Wood: Well, we’re just starting to discover those roles and to explain this, I like to go back to predator ecology, where we’re actually a couple of decades ahead of parasite ecology. Back in the 60s and 70s, we thought of predators like wolves and bears as vermin. There were government bounties on their heads. We persistently persecuted them because they scared us and they took our livestock and we didn’t really understand what their point was in an ecosystem.

Then predator ecologists started to understand, started to do the experiments and the studies needed to quantify the role that predators play in ecosystems. And a great example comes from gray wolves in Yellowstone. They were eradicated in the twenties and the entire food web fell out of whack. Grazers started becoming over abundant and they denuded all the vegetation that other species needed to thrive, like beavers and bison. When wolves were reintroduced in the 90s, it was like a wave of green washed over Yellowstone, balance was restored, other species that depended on the resources that the grazers overgrazed, came back and we saw that predators play this really key role in ecosystems.

We believe that parasites have some of the same roles in ecosystems and we’re just learning what those are. We know that like predators, parasites keep a cap on the abundance of some of their host species, preventing things from becoming over abundant, like the elk in Yellowstone. We also know that parasites do some really unique things. They’re often transmitted from prey to predator and they can just hang out and wait for that to happen. Or they can evolve ways to manipulate the prey to be likelier to be eaten by the predator host. They can do that by making the prey clumsy or slow or reckless. And in that process, parasites essentially feed predators. They push energy up the food web and they’re doing this all kind of in secret right now. They’re doing these services for us that we don’t recognize, but we will miss those services when parasites are gone and they stop providing them.

Miller: Chelsea Wood,  thanks very much for joining us. I really appreciate it.

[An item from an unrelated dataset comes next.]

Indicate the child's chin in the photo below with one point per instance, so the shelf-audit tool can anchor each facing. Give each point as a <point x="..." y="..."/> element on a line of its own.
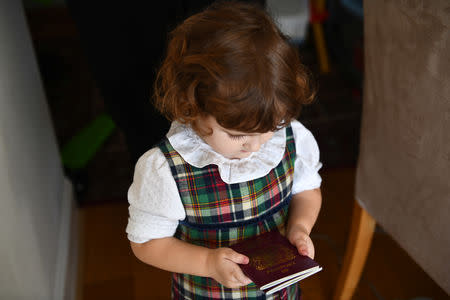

Wood: Thank you so much for having me.

Miller: And I should say if you ever also want to teach science communication to your fellow scientists, I think many of our listeners would be very appreciative. Chelsea Wood is an associate professor of aquatic and fishery sciences at the University of Washington. She joined us to talk about the new paper that she and her team put out, showing a huge decline in certain parasites in Puget Sound over the last 140 years.